Spontaneity in chemical reactions refers to the tendency of a reaction to occur without any external influence. It is determined by the energy changes that take place during the reaction. Gibbs free energy (ΔG) is a thermodynamic quantity that measures the energy available to do useful work in a system and is directly related to the spontaneity of a reaction.

 

The relationship between spontaneity and Gibbs free energy is given by the following equation:

 

ΔG = ΔH - TΔS

 

Where:

- ΔG is the change in Gibbs free energy

- ΔH is the change in enthalpy

- T is the temperature in Kelvin

- ΔS is the change in entropy

 

For a reaction to be spontaneous at a given temperature, the change in Gibbs free energy must be negative (ΔG < 0). This indicates that the reaction is energetically favourable, and the reaction will proceed spontaneously in the forward direction. Conversely, if ΔG is positive (ΔG > 0), the reaction is nonspontaneous, and an input of energy is required for the reaction to occur.

 

The significance of Gibbs free energy in determining spontaneity lies in its ability to account for both enthalpy and entropy changes in a system. ΔH represents the change in heat energy, while TΔS represents the change in the energy associated with the disorder or randomness of the system (entropy). The combination of these factors determines the overall change in Gibbs free energy.

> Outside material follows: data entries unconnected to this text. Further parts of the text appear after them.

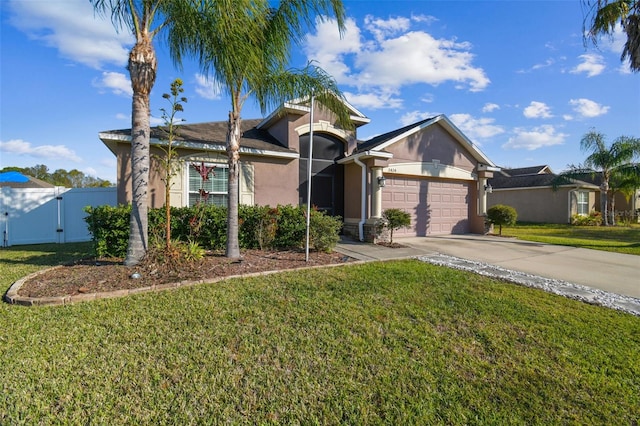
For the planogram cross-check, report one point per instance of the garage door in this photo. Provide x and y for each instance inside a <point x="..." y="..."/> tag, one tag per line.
<point x="436" y="206"/>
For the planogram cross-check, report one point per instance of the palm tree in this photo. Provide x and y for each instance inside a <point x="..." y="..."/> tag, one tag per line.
<point x="602" y="16"/>
<point x="145" y="19"/>
<point x="614" y="162"/>
<point x="245" y="46"/>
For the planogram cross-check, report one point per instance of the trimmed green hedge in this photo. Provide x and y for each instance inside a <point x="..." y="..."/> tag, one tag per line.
<point x="261" y="227"/>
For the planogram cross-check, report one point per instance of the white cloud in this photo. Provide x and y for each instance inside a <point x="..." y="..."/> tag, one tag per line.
<point x="73" y="29"/>
<point x="207" y="88"/>
<point x="538" y="137"/>
<point x="328" y="49"/>
<point x="20" y="147"/>
<point x="374" y="100"/>
<point x="116" y="82"/>
<point x="90" y="171"/>
<point x="395" y="57"/>
<point x="490" y="107"/>
<point x="384" y="28"/>
<point x="592" y="64"/>
<point x="156" y="121"/>
<point x="588" y="108"/>
<point x="476" y="128"/>
<point x="537" y="110"/>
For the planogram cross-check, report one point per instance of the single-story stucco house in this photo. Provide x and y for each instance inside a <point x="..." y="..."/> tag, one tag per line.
<point x="429" y="169"/>
<point x="530" y="191"/>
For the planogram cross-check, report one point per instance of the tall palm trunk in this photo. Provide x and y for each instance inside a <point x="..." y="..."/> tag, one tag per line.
<point x="142" y="69"/>
<point x="604" y="188"/>
<point x="233" y="147"/>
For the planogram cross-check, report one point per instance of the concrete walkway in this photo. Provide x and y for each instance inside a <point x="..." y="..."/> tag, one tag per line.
<point x="601" y="271"/>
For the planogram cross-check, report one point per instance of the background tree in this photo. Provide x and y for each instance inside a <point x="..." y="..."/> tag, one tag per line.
<point x="608" y="162"/>
<point x="601" y="18"/>
<point x="244" y="45"/>
<point x="502" y="215"/>
<point x="61" y="177"/>
<point x="168" y="162"/>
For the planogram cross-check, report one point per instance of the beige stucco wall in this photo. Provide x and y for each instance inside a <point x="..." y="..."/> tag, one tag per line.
<point x="276" y="180"/>
<point x="540" y="205"/>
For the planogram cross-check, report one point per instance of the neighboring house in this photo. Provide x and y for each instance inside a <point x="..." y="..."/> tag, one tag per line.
<point x="429" y="169"/>
<point x="530" y="191"/>
<point x="621" y="204"/>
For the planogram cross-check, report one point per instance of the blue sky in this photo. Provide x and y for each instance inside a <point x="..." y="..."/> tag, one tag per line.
<point x="514" y="76"/>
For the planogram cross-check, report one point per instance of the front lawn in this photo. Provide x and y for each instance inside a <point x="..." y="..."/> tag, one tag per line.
<point x="401" y="342"/>
<point x="620" y="239"/>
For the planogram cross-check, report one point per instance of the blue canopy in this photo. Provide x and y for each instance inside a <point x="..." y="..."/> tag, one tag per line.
<point x="15" y="177"/>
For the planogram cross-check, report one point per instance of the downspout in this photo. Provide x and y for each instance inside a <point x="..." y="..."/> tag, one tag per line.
<point x="363" y="198"/>
<point x="570" y="194"/>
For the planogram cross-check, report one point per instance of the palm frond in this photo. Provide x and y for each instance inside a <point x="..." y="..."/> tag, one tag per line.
<point x="284" y="85"/>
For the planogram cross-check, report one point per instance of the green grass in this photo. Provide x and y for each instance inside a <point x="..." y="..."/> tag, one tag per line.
<point x="619" y="239"/>
<point x="18" y="261"/>
<point x="400" y="342"/>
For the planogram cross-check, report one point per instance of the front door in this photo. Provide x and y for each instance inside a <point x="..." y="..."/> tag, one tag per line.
<point x="327" y="177"/>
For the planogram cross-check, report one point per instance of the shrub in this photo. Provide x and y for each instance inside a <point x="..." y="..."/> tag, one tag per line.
<point x="109" y="228"/>
<point x="393" y="219"/>
<point x="205" y="227"/>
<point x="291" y="225"/>
<point x="324" y="231"/>
<point x="258" y="226"/>
<point x="594" y="219"/>
<point x="502" y="215"/>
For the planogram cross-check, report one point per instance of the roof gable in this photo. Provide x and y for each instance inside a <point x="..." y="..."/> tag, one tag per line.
<point x="302" y="106"/>
<point x="381" y="142"/>
<point x="527" y="171"/>
<point x="533" y="181"/>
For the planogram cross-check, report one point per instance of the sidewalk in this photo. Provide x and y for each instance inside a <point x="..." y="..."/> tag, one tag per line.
<point x="609" y="279"/>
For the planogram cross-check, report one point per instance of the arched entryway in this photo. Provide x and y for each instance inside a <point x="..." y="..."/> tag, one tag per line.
<point x="327" y="177"/>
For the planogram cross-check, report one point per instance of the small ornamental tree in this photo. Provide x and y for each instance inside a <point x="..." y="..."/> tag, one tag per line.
<point x="168" y="161"/>
<point x="395" y="219"/>
<point x="502" y="215"/>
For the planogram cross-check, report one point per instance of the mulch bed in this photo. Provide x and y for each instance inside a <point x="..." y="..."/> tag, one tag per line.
<point x="106" y="275"/>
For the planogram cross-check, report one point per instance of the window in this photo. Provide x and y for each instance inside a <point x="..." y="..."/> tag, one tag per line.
<point x="213" y="188"/>
<point x="583" y="203"/>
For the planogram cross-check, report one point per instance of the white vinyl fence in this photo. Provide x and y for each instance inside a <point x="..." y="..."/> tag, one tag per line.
<point x="48" y="215"/>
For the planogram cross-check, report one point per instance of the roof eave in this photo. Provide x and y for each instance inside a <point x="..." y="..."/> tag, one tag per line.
<point x="110" y="139"/>
<point x="364" y="155"/>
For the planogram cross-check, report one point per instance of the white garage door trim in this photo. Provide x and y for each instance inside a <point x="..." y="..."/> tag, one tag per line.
<point x="436" y="206"/>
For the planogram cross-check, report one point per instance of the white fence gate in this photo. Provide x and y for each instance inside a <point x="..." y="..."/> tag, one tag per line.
<point x="49" y="215"/>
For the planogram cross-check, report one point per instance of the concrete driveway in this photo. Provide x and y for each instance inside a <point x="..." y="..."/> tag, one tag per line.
<point x="611" y="272"/>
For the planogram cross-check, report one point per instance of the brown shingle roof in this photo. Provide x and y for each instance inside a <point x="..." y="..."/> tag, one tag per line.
<point x="215" y="132"/>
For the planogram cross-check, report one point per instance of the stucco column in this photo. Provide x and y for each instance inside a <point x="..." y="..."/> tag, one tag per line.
<point x="376" y="193"/>
<point x="482" y="199"/>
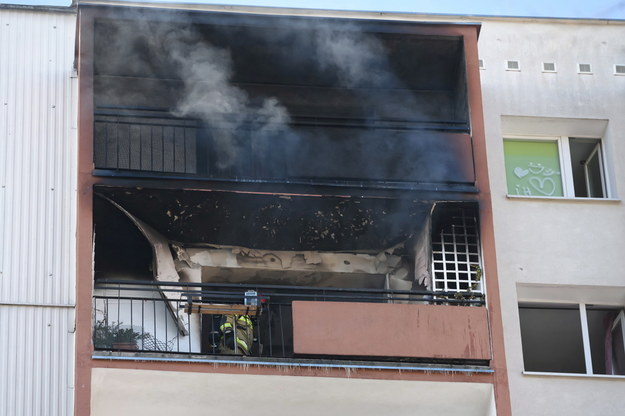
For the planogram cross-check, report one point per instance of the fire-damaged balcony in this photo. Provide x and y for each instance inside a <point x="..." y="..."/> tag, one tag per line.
<point x="324" y="278"/>
<point x="219" y="143"/>
<point x="270" y="99"/>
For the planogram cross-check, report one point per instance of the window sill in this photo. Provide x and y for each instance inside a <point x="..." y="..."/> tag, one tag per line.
<point x="576" y="375"/>
<point x="564" y="198"/>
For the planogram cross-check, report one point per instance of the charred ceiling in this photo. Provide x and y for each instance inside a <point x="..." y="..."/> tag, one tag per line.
<point x="232" y="97"/>
<point x="269" y="222"/>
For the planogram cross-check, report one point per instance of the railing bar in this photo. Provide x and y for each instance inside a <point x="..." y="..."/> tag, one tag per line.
<point x="270" y="330"/>
<point x="334" y="298"/>
<point x="261" y="287"/>
<point x="154" y="320"/>
<point x="282" y="331"/>
<point x="142" y="324"/>
<point x="166" y="327"/>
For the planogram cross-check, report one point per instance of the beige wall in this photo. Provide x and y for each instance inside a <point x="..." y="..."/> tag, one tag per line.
<point x="571" y="242"/>
<point x="164" y="393"/>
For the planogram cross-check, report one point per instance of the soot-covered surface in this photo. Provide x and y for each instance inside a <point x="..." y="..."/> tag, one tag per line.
<point x="274" y="222"/>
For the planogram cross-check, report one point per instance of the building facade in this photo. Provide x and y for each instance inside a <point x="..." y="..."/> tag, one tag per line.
<point x="558" y="250"/>
<point x="294" y="211"/>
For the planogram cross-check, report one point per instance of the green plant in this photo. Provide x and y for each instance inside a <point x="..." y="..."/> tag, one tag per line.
<point x="106" y="335"/>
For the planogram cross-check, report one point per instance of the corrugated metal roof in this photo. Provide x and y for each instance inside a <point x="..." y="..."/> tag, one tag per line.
<point x="37" y="211"/>
<point x="37" y="157"/>
<point x="36" y="361"/>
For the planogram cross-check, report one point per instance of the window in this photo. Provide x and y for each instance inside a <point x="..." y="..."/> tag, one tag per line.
<point x="513" y="66"/>
<point x="549" y="67"/>
<point x="555" y="167"/>
<point x="574" y="338"/>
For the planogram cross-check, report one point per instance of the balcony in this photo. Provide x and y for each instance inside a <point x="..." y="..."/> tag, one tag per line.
<point x="182" y="321"/>
<point x="234" y="98"/>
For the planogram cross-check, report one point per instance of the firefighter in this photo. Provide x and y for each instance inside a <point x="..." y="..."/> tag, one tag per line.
<point x="239" y="329"/>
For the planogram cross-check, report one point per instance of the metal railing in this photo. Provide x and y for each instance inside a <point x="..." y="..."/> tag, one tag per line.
<point x="159" y="317"/>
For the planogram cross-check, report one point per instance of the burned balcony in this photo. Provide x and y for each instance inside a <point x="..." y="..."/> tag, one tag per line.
<point x="330" y="274"/>
<point x="287" y="322"/>
<point x="274" y="99"/>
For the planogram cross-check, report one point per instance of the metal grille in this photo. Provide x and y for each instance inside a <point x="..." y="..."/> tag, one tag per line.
<point x="155" y="143"/>
<point x="456" y="259"/>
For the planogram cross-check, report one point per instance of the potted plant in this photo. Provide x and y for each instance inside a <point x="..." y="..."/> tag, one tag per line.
<point x="113" y="336"/>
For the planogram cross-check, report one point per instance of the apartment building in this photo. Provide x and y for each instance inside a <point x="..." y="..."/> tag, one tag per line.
<point x="552" y="93"/>
<point x="289" y="211"/>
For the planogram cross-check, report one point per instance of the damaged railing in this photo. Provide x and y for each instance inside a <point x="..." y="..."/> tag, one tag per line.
<point x="222" y="319"/>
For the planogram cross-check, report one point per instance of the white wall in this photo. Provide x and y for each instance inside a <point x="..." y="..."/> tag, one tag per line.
<point x="560" y="242"/>
<point x="162" y="393"/>
<point x="37" y="212"/>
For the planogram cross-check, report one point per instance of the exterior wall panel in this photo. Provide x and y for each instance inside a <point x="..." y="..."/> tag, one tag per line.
<point x="37" y="211"/>
<point x="391" y="330"/>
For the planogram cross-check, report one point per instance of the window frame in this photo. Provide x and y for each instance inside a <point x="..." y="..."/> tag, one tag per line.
<point x="566" y="169"/>
<point x="585" y="334"/>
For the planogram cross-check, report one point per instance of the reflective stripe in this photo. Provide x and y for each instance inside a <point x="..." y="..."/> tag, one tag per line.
<point x="245" y="319"/>
<point x="242" y="344"/>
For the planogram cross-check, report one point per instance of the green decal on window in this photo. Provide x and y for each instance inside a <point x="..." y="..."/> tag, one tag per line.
<point x="533" y="168"/>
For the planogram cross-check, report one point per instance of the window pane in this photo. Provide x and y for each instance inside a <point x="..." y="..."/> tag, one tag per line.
<point x="533" y="168"/>
<point x="552" y="340"/>
<point x="599" y="326"/>
<point x="618" y="348"/>
<point x="587" y="167"/>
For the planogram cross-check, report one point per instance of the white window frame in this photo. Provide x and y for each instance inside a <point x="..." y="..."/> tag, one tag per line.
<point x="549" y="71"/>
<point x="566" y="170"/>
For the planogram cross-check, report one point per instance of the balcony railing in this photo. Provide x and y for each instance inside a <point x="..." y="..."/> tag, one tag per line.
<point x="185" y="318"/>
<point x="147" y="142"/>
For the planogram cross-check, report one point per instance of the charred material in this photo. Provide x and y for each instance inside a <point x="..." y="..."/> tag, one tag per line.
<point x="272" y="221"/>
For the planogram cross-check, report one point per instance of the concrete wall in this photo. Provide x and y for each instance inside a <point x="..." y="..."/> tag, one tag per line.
<point x="132" y="392"/>
<point x="391" y="330"/>
<point x="575" y="244"/>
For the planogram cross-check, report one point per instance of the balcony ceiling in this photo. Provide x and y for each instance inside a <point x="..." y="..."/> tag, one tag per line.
<point x="271" y="221"/>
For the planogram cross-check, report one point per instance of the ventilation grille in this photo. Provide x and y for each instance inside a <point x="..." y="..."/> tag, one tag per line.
<point x="513" y="65"/>
<point x="549" y="67"/>
<point x="456" y="256"/>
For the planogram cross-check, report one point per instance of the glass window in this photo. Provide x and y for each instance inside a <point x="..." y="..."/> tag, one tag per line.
<point x="554" y="167"/>
<point x="533" y="168"/>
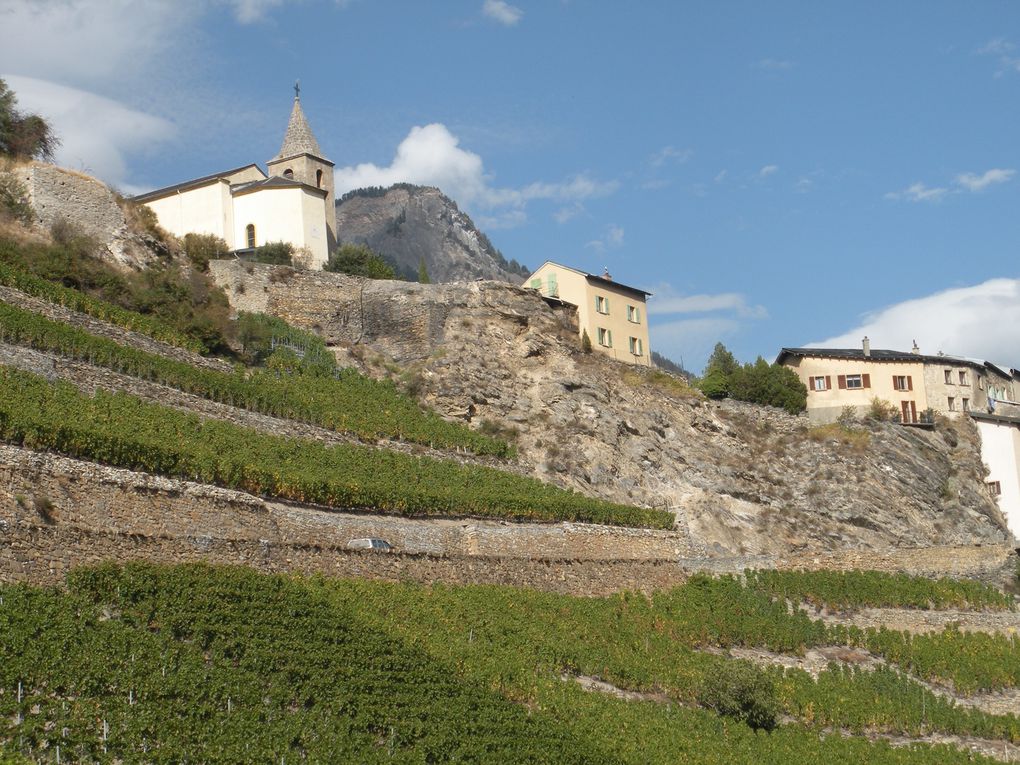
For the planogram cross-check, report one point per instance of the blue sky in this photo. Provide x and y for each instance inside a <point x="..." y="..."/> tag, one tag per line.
<point x="776" y="173"/>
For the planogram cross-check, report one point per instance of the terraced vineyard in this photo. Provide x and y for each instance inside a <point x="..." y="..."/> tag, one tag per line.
<point x="123" y="431"/>
<point x="159" y="664"/>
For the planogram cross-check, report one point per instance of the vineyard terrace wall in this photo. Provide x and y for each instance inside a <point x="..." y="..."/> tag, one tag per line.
<point x="57" y="513"/>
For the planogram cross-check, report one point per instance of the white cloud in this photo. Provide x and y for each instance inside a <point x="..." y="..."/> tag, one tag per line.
<point x="974" y="183"/>
<point x="565" y="214"/>
<point x="965" y="182"/>
<point x="611" y="240"/>
<point x="919" y="193"/>
<point x="670" y="154"/>
<point x="774" y="64"/>
<point x="431" y="155"/>
<point x="249" y="11"/>
<point x="1004" y="51"/>
<point x="96" y="134"/>
<point x="502" y="11"/>
<point x="980" y="321"/>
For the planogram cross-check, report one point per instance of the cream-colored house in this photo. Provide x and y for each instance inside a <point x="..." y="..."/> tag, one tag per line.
<point x="614" y="315"/>
<point x="246" y="207"/>
<point x="909" y="380"/>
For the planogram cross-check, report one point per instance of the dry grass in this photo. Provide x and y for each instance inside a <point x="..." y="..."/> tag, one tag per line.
<point x="661" y="380"/>
<point x="855" y="438"/>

Equilibrium in a chemical reaction refers to a state where the forward and reverse reactions occur at equal rates, resulting in no net change in the concentrations of reactants and products over time. The position of equilibrium is determined by the Gibbs free energy (ΔG) of the system.

 

At equilibrium, the Gibbs free energy change (ΔG) is zero (ΔG = 0). This means that the system is at its lowest possible energy state and is in a state of dynamic balance. The relationship between ΔG and equilibrium is given by the following equation:

 

ΔG = ΔG° + RT ln(Q)

 

Where:

- ΔG is the change in Gibbs free energy

- ΔG° is the standard Gibbs free energy change

- R is the gas constant

- T is the temperature in Kelvin

- Q is the reaction quotient

 

If ΔG is negative (ΔG < 0), the reaction proceeds in the forward direction to reach equilibrium, favouring the formation of products. If ΔG is positive (ΔG > 0), the reaction proceeds in the reverse direction to reach equilibrium, favouring the formation of reactants. If ΔG is zero (ΔG = 0), the system is at equilibrium, and there is no net change in the concentrations of reactants and products.

 

The position of equilibrium is determined by the relative magnitudes of the forward and reverse Gibbs free energy changes. If the forward Gibbs free energy change is lower in magnitude than the reverse Gibbs free energy change (ΔGf < Gr), the equilibrium position will favour the reactants. Conversely, if the forward Gibbs free energy change is higher in magnitude than the reverse Gibbs free energy change (ΔGf > Gr), the equilibrium position will favour the products.